The LNP may or may not put paid to the problem of three cornered contests (and if it forces Liberal and National candidates to fight it out within one party structure, or if it spawns breakaway parties on either side, it won’t). But that was never the real problem electorally it’s been built up to be – it was more about the squabbling exacerbating perceptions of coalition disunity. The real challenge for Lawrence Springborg is that neither the Nationals in the regions nor the Liberals in the South-East have been able to dislodge Labor from traditionally conservative territory even when running uncontested by the other coalition party. Can a largely rural (in terms of membership and MPs) party do better? Can it straddle both types of seat as Labor has proved it can? That’s the real question Pineapple Party advocates should be asking themselves.
After all, if and when the LNP comes into being, it’ll still be stuck with the same leadership and the same absence of policy as the coalition is now.
Elsewhere: More on the redistribution at Ambit Gambit.

That’s the thing, Mark. The Coalition have to reinvent themselves not with a merger or with glossy photos of the ‘Borg but with actual proper policy and a credible front bench. The rusted on Country Party voters will vote for any anti-Labor candidate in a pinch but they’ve really got to get Labor’s primary vote right down and pray that the ALP don’t make it up in Green/Independent preferences. The only way they’re going to actively draw votes away from Labor is by offering something better and they’re simply not doing that.
The Coalition’s problems may be institutionalised but they’re not institutional in nature.

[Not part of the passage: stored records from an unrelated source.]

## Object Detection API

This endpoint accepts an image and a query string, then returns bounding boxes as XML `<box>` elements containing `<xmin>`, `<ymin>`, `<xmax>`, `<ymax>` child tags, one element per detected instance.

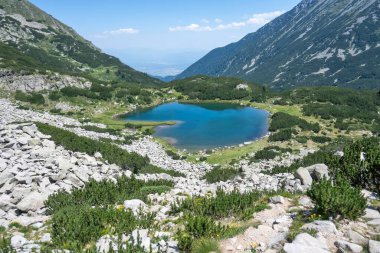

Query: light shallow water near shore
<box><xmin>125</xmin><ymin>102</ymin><xmax>269</xmax><ymax>151</ymax></box>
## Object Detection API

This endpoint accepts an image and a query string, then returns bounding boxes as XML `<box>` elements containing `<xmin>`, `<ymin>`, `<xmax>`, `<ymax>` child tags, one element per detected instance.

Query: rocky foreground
<box><xmin>1</xmin><ymin>98</ymin><xmax>380</xmax><ymax>253</ymax></box>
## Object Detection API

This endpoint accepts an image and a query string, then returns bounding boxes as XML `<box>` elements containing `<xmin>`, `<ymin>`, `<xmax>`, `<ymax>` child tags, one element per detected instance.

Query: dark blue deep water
<box><xmin>125</xmin><ymin>102</ymin><xmax>269</xmax><ymax>151</ymax></box>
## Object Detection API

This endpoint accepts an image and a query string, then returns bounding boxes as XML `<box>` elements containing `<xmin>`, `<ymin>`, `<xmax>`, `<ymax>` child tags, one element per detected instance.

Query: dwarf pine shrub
<box><xmin>36</xmin><ymin>123</ymin><xmax>149</xmax><ymax>173</ymax></box>
<box><xmin>202</xmin><ymin>167</ymin><xmax>242</xmax><ymax>183</ymax></box>
<box><xmin>307</xmin><ymin>179</ymin><xmax>366</xmax><ymax>220</ymax></box>
<box><xmin>170</xmin><ymin>188</ymin><xmax>267</xmax><ymax>219</ymax></box>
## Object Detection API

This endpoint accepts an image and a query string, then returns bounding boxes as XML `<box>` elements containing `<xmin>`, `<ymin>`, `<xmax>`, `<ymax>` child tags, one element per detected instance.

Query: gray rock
<box><xmin>302</xmin><ymin>220</ymin><xmax>338</xmax><ymax>235</ymax></box>
<box><xmin>369</xmin><ymin>240</ymin><xmax>380</xmax><ymax>253</ymax></box>
<box><xmin>0</xmin><ymin>171</ymin><xmax>13</xmax><ymax>186</ymax></box>
<box><xmin>345</xmin><ymin>230</ymin><xmax>368</xmax><ymax>245</ymax></box>
<box><xmin>299</xmin><ymin>196</ymin><xmax>313</xmax><ymax>207</ymax></box>
<box><xmin>334</xmin><ymin>240</ymin><xmax>363</xmax><ymax>253</ymax></box>
<box><xmin>295</xmin><ymin>167</ymin><xmax>313</xmax><ymax>186</ymax></box>
<box><xmin>11</xmin><ymin>234</ymin><xmax>27</xmax><ymax>248</ymax></box>
<box><xmin>39</xmin><ymin>233</ymin><xmax>51</xmax><ymax>243</ymax></box>
<box><xmin>283</xmin><ymin>233</ymin><xmax>329</xmax><ymax>253</ymax></box>
<box><xmin>27</xmin><ymin>138</ymin><xmax>41</xmax><ymax>146</ymax></box>
<box><xmin>270</xmin><ymin>196</ymin><xmax>285</xmax><ymax>204</ymax></box>
<box><xmin>0</xmin><ymin>158</ymin><xmax>7</xmax><ymax>170</ymax></box>
<box><xmin>363</xmin><ymin>208</ymin><xmax>380</xmax><ymax>219</ymax></box>
<box><xmin>16</xmin><ymin>191</ymin><xmax>46</xmax><ymax>212</ymax></box>
<box><xmin>124</xmin><ymin>199</ymin><xmax>147</xmax><ymax>215</ymax></box>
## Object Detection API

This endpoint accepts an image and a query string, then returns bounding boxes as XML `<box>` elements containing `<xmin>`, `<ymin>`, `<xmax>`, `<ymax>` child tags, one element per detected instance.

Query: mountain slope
<box><xmin>178</xmin><ymin>0</ymin><xmax>380</xmax><ymax>89</ymax></box>
<box><xmin>0</xmin><ymin>0</ymin><xmax>161</xmax><ymax>86</ymax></box>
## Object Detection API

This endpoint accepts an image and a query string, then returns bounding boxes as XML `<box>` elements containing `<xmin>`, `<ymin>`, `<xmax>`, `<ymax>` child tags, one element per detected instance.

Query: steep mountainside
<box><xmin>178</xmin><ymin>0</ymin><xmax>380</xmax><ymax>89</ymax></box>
<box><xmin>0</xmin><ymin>0</ymin><xmax>161</xmax><ymax>86</ymax></box>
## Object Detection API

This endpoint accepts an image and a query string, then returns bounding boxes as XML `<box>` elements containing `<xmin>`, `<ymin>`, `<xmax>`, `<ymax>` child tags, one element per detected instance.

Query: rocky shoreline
<box><xmin>1</xmin><ymin>98</ymin><xmax>380</xmax><ymax>253</ymax></box>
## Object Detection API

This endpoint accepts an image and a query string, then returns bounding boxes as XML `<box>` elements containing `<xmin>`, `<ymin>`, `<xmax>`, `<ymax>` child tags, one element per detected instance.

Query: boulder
<box><xmin>302</xmin><ymin>220</ymin><xmax>338</xmax><ymax>235</ymax></box>
<box><xmin>283</xmin><ymin>233</ymin><xmax>329</xmax><ymax>253</ymax></box>
<box><xmin>363</xmin><ymin>208</ymin><xmax>380</xmax><ymax>219</ymax></box>
<box><xmin>345</xmin><ymin>230</ymin><xmax>368</xmax><ymax>245</ymax></box>
<box><xmin>270</xmin><ymin>196</ymin><xmax>285</xmax><ymax>204</ymax></box>
<box><xmin>299</xmin><ymin>196</ymin><xmax>313</xmax><ymax>207</ymax></box>
<box><xmin>0</xmin><ymin>171</ymin><xmax>13</xmax><ymax>186</ymax></box>
<box><xmin>369</xmin><ymin>240</ymin><xmax>380</xmax><ymax>253</ymax></box>
<box><xmin>123</xmin><ymin>199</ymin><xmax>147</xmax><ymax>215</ymax></box>
<box><xmin>0</xmin><ymin>158</ymin><xmax>7</xmax><ymax>170</ymax></box>
<box><xmin>334</xmin><ymin>240</ymin><xmax>363</xmax><ymax>253</ymax></box>
<box><xmin>16</xmin><ymin>191</ymin><xmax>46</xmax><ymax>212</ymax></box>
<box><xmin>11</xmin><ymin>234</ymin><xmax>27</xmax><ymax>248</ymax></box>
<box><xmin>295</xmin><ymin>167</ymin><xmax>313</xmax><ymax>186</ymax></box>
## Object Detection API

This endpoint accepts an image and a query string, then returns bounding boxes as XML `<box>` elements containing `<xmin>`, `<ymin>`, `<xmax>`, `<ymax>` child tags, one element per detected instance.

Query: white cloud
<box><xmin>108</xmin><ymin>28</ymin><xmax>139</xmax><ymax>35</ymax></box>
<box><xmin>169</xmin><ymin>24</ymin><xmax>212</xmax><ymax>32</ymax></box>
<box><xmin>169</xmin><ymin>11</ymin><xmax>284</xmax><ymax>32</ymax></box>
<box><xmin>246</xmin><ymin>11</ymin><xmax>285</xmax><ymax>25</ymax></box>
<box><xmin>214</xmin><ymin>18</ymin><xmax>223</xmax><ymax>23</ymax></box>
<box><xmin>201</xmin><ymin>18</ymin><xmax>210</xmax><ymax>24</ymax></box>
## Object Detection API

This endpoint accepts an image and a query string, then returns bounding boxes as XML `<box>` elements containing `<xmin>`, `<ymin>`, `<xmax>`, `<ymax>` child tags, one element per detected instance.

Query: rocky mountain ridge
<box><xmin>0</xmin><ymin>0</ymin><xmax>161</xmax><ymax>89</ymax></box>
<box><xmin>178</xmin><ymin>0</ymin><xmax>380</xmax><ymax>89</ymax></box>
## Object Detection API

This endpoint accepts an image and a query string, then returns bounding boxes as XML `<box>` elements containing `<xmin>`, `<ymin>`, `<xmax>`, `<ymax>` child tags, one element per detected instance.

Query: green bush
<box><xmin>330</xmin><ymin>138</ymin><xmax>380</xmax><ymax>193</ymax></box>
<box><xmin>166</xmin><ymin>150</ymin><xmax>181</xmax><ymax>160</ymax></box>
<box><xmin>270</xmin><ymin>112</ymin><xmax>320</xmax><ymax>133</ymax></box>
<box><xmin>311</xmin><ymin>136</ymin><xmax>332</xmax><ymax>143</ymax></box>
<box><xmin>45</xmin><ymin>175</ymin><xmax>173</xmax><ymax>213</ymax></box>
<box><xmin>36</xmin><ymin>123</ymin><xmax>148</xmax><ymax>173</ymax></box>
<box><xmin>269</xmin><ymin>128</ymin><xmax>292</xmax><ymax>142</ymax></box>
<box><xmin>177</xmin><ymin>215</ymin><xmax>227</xmax><ymax>251</ymax></box>
<box><xmin>170</xmin><ymin>188</ymin><xmax>267</xmax><ymax>219</ymax></box>
<box><xmin>48</xmin><ymin>91</ymin><xmax>61</xmax><ymax>101</ymax></box>
<box><xmin>139</xmin><ymin>165</ymin><xmax>185</xmax><ymax>177</ymax></box>
<box><xmin>51</xmin><ymin>205</ymin><xmax>152</xmax><ymax>247</ymax></box>
<box><xmin>202</xmin><ymin>167</ymin><xmax>242</xmax><ymax>183</ymax></box>
<box><xmin>15</xmin><ymin>91</ymin><xmax>45</xmax><ymax>105</ymax></box>
<box><xmin>308</xmin><ymin>179</ymin><xmax>366</xmax><ymax>220</ymax></box>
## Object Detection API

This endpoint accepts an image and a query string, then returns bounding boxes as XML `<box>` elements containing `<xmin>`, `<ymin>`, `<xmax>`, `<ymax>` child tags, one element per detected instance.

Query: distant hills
<box><xmin>177</xmin><ymin>0</ymin><xmax>380</xmax><ymax>89</ymax></box>
<box><xmin>0</xmin><ymin>0</ymin><xmax>161</xmax><ymax>86</ymax></box>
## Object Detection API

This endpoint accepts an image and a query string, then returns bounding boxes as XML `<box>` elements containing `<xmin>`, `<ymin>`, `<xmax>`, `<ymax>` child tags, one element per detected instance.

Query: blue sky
<box><xmin>30</xmin><ymin>0</ymin><xmax>301</xmax><ymax>76</ymax></box>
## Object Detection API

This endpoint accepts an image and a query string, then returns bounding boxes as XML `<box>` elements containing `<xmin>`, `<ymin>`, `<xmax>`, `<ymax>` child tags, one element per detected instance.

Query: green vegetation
<box><xmin>269</xmin><ymin>112</ymin><xmax>320</xmax><ymax>133</ymax></box>
<box><xmin>253</xmin><ymin>146</ymin><xmax>292</xmax><ymax>161</ymax></box>
<box><xmin>45</xmin><ymin>175</ymin><xmax>173</xmax><ymax>249</ymax></box>
<box><xmin>36</xmin><ymin>123</ymin><xmax>149</xmax><ymax>173</ymax></box>
<box><xmin>268</xmin><ymin>128</ymin><xmax>292</xmax><ymax>142</ymax></box>
<box><xmin>202</xmin><ymin>167</ymin><xmax>242</xmax><ymax>183</ymax></box>
<box><xmin>170</xmin><ymin>188</ymin><xmax>267</xmax><ymax>220</ymax></box>
<box><xmin>169</xmin><ymin>76</ymin><xmax>263</xmax><ymax>100</ymax></box>
<box><xmin>308</xmin><ymin>179</ymin><xmax>366</xmax><ymax>220</ymax></box>
<box><xmin>45</xmin><ymin>175</ymin><xmax>173</xmax><ymax>213</ymax></box>
<box><xmin>139</xmin><ymin>165</ymin><xmax>186</xmax><ymax>177</ymax></box>
<box><xmin>15</xmin><ymin>90</ymin><xmax>45</xmax><ymax>105</ymax></box>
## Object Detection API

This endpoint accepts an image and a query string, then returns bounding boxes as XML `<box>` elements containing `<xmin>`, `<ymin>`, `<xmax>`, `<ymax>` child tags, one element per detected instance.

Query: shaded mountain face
<box><xmin>0</xmin><ymin>0</ymin><xmax>161</xmax><ymax>86</ymax></box>
<box><xmin>178</xmin><ymin>0</ymin><xmax>380</xmax><ymax>89</ymax></box>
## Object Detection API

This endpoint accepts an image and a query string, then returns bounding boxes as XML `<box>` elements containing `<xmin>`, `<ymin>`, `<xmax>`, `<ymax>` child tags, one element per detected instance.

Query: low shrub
<box><xmin>311</xmin><ymin>136</ymin><xmax>332</xmax><ymax>143</ymax></box>
<box><xmin>202</xmin><ymin>167</ymin><xmax>242</xmax><ymax>183</ymax></box>
<box><xmin>177</xmin><ymin>215</ymin><xmax>227</xmax><ymax>252</ymax></box>
<box><xmin>45</xmin><ymin>175</ymin><xmax>173</xmax><ymax>213</ymax></box>
<box><xmin>82</xmin><ymin>125</ymin><xmax>119</xmax><ymax>135</ymax></box>
<box><xmin>270</xmin><ymin>112</ymin><xmax>320</xmax><ymax>133</ymax></box>
<box><xmin>308</xmin><ymin>179</ymin><xmax>366</xmax><ymax>220</ymax></box>
<box><xmin>15</xmin><ymin>91</ymin><xmax>45</xmax><ymax>105</ymax></box>
<box><xmin>139</xmin><ymin>165</ymin><xmax>185</xmax><ymax>177</ymax></box>
<box><xmin>51</xmin><ymin>205</ymin><xmax>154</xmax><ymax>248</ymax></box>
<box><xmin>36</xmin><ymin>123</ymin><xmax>148</xmax><ymax>173</ymax></box>
<box><xmin>166</xmin><ymin>149</ymin><xmax>181</xmax><ymax>160</ymax></box>
<box><xmin>269</xmin><ymin>128</ymin><xmax>292</xmax><ymax>142</ymax></box>
<box><xmin>170</xmin><ymin>188</ymin><xmax>267</xmax><ymax>220</ymax></box>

Yep, they’ll have to come up with something more if the Pineapple Party does end up coming into being, Sam. Although it’s more than possible that disputes within that party and breakaways will keep all the attention on them and not on Labor.
I’d also observe that it was very obvious indeed prior to the last election that almost no work at all had gone into policy formulation.
And I still think the PP will be too strange a beast to appeal across a very broad demographic – Labor seem to be able to do it.
Oppositions do not win elections, governments lose them. All the pineapples have to do is maintain a facade of unity and wait for the empire to fall. The less they focus on their own policies and weaknesses the more likely they are to appear as a viable alternative. Rudd presented a facade of unity and competence while maintaining an absense of real policy alternatives, voters rejected Howard more than they embraced ALP policy. Similarly, all the Qld. opposition has to do is maintain discipline and stop shooting itself. Policy vacuum and a small target strategy is not a stupid ommission but the most likely path to a pineapple government.
Here is the Pineapple Party constitution and merger proposal.
http://www.qld.liberal.org.au/mergerproposal.aspx
OOPS – the Pineapple Party has eliminated chief financial backer Clive Palmer and Graham Young before it even gets off the ground.
http://ambit-gambit.nationalforum.com.au/archives/003113.html
Yeah John, that worked so well for Prime Minister Beazley.
If you’re going to focus on policy, there will be division. Successful oppositions pick a few key points of difference and fudge the similarities. A few ministerial corpses changes things too (not in the Hillary Clinton sense – I mean political death, not wishing ill on anyone physically).